Universal Health Services (UHS) extends CEO Marc D. Miller’s term and compensation
Rhea-AI Filing Summary
Universal Health Services, Inc. approved an amended and restated employment agreement for its Chief Executive Officer and President, Marc D. Miller. Under the new agreement, he will serve as CEO through a term scheduled to end on January 1, 2029, with automatic one-year renewals unless either party opts out.
Beginning in 2026, Mr. Miller’s base salary as CEO will be $1,575,000, a 5% increase over his 2025 base salary, and he will have an annual bonus target equal to 150% of his salary, subject to performance-based adjustment. He remains eligible for long-term incentive plan awards and a range of executive benefits, including insurance coverage, a company automobile, and personal use of fractionally owned aircraft.
The agreement details treatment of bonuses and vesting of long-term stock-based awards upon termination in various scenarios, including disability, death, termination for cause, and termination without cause or for specified breaches. In certain termination situations, he may continue to receive his cash compensation, long-term equity incentives, and other benefits for the remainder of the term, with vesting of awards accelerating, subject to conditions such as a general release.
Positive
- None.
Negative
- None.
8-K Event Classification
FAQ
What executive agreement did UHS disclose for Marc D. Miller?
Universal Health Services, Inc. approved an amended and restated employment agreement for its CEO and President, Marc D. Miller, with obligations guaranteed by the company.
How long is Marc D. Miller’s new CEO term at UHS?
The agreement provides for Mr. Marc D. Miller to serve as CEO with a term scheduled to end on January 1, 2029, with automatic one-year renewals unless either party elects otherwise.
What is Marc D. Miller’s base salary and bonus target under the new UHS agreement?
For 2026, Mr. Marc D. Miller’s base salary as CEO will be $1,575,000, a 5% increase over his 2025 base salary, and his annual bonus opportunity target is 150% of his salary, subject to performance-based adjustment by the Board.
What long-term incentive and benefits does UHS provide to Marc D. Miller?
Mr. Marc D. Miller is eligible for annual awards under UHS long-term incentive plan(s) on terms consistent with other senior executives, with certain acceleration rights on a qualifying termination. He also receives company-paid health, disability and accident insurance, retirement benefits, a company automobile, personal use of fractionally owned aircraft with tax reimbursement, and reimbursement of business travel expenses as specified in the agreement.
How are Marc D. Miller’s equity awards treated if his CEO role ends at UHS?
In general, long-term stock-based incentive awards granted during or before his service as CEO will become fully vested when his employment as CEO ends, except if the company terminates him for cause or he voluntarily leaves before or at the end of the term in circumstances not involving a breach by the company.

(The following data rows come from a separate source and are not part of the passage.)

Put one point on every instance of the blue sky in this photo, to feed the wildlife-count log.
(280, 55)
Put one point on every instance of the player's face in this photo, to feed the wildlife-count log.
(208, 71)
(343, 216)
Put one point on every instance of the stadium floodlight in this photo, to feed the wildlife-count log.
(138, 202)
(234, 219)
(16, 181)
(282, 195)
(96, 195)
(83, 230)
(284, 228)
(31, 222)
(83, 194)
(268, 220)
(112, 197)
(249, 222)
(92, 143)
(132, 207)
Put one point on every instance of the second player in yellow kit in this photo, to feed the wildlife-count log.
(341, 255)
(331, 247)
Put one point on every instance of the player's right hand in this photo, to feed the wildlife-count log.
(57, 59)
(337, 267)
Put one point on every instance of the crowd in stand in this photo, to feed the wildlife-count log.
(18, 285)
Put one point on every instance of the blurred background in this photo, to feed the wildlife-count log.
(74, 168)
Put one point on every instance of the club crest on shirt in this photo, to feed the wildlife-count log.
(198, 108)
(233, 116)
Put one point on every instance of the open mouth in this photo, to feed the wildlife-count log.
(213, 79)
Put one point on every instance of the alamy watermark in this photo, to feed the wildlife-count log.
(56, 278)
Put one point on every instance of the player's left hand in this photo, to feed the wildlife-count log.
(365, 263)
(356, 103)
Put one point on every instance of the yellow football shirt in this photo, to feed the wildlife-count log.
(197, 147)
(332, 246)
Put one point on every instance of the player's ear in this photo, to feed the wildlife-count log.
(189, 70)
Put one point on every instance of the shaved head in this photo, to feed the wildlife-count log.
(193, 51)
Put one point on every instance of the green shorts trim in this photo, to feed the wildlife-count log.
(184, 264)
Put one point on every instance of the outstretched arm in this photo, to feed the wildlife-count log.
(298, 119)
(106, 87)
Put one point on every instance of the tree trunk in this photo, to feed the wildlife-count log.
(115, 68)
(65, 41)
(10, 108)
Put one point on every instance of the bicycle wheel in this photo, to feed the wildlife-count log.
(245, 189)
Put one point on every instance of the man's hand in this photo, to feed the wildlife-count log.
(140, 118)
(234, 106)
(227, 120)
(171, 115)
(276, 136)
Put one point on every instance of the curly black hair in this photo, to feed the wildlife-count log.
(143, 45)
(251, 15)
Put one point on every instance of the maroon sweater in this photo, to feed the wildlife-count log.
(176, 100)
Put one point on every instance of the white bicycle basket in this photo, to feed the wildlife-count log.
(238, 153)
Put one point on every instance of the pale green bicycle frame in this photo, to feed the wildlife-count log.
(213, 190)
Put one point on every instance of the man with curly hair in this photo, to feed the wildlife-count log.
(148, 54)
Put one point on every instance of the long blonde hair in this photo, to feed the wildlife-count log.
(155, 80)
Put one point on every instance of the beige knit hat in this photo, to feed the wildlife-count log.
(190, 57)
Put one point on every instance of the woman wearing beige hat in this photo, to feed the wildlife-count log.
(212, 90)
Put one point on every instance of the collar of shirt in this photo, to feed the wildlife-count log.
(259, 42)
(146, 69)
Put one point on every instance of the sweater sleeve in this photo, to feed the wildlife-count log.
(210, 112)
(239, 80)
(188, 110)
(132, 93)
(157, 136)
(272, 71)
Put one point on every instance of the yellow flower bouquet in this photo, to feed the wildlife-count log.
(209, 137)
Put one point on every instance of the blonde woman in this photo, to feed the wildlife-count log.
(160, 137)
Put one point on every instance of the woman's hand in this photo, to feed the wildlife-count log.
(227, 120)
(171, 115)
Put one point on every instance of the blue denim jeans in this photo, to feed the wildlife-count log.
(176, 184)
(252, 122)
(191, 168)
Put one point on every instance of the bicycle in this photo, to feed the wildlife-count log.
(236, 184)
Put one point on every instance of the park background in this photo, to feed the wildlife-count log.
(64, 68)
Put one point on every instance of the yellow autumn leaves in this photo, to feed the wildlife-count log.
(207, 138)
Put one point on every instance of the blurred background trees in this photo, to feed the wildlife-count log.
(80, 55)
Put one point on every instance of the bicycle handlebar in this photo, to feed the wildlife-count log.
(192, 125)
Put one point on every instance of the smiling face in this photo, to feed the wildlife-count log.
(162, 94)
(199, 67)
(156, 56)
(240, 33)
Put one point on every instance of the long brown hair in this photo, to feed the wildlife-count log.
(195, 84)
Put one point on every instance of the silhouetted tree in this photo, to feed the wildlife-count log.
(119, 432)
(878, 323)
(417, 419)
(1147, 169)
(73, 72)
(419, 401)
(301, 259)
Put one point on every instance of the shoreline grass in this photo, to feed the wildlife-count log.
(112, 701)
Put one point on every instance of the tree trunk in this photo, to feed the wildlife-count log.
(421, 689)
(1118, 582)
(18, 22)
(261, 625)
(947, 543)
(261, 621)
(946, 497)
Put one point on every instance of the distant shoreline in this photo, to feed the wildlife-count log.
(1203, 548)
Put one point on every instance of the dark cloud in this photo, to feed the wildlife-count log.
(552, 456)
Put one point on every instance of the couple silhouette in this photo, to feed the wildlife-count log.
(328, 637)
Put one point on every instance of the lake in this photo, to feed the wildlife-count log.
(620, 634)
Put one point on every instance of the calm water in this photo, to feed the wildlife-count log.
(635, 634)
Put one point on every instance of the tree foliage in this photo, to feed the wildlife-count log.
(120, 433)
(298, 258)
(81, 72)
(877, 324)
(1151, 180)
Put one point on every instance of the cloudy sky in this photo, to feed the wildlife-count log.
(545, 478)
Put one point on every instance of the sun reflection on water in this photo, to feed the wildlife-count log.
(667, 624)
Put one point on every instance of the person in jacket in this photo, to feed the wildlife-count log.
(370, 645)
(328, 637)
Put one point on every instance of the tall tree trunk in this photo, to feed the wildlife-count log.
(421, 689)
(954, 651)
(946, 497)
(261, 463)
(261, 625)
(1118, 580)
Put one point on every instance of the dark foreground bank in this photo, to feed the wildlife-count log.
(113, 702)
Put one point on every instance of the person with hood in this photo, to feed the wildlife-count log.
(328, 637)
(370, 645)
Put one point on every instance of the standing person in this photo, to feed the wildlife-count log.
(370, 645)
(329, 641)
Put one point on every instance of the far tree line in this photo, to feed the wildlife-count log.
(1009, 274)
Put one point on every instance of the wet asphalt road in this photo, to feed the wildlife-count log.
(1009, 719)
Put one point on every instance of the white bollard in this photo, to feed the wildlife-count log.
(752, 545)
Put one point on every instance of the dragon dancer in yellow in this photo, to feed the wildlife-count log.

What severance protections does Marc D. Miller have if UHS terminates him without cause?
If UHS terminates Mr. Marc D. Miller without cause or otherwise breaches his agreement, or if he resigns for specified material changes or breaches, he will generally continue to receive for the remainder of the term his cash compensation, long-term equity incentive compensation, and other benefits as if his service had not ended, and vesting of his long-term incentive awards will accelerate, subject to conditions such as a general release.
How does the UHS agreement address Marc D. Miller’s disability or death?
If Mr. Marc D. Miller’s employment ends due to disability, he is entitled to a pro rata portion of his annual bonus for that year plus an amount equal to one-half of his base salary, payable in twelve monthly installments. If his service ends due to death, his beneficiary receives accrued salary and reimbursements, a pro rata bonus for the year of death, and any life insurance benefits under company-maintained policies for which he designated the beneficiary.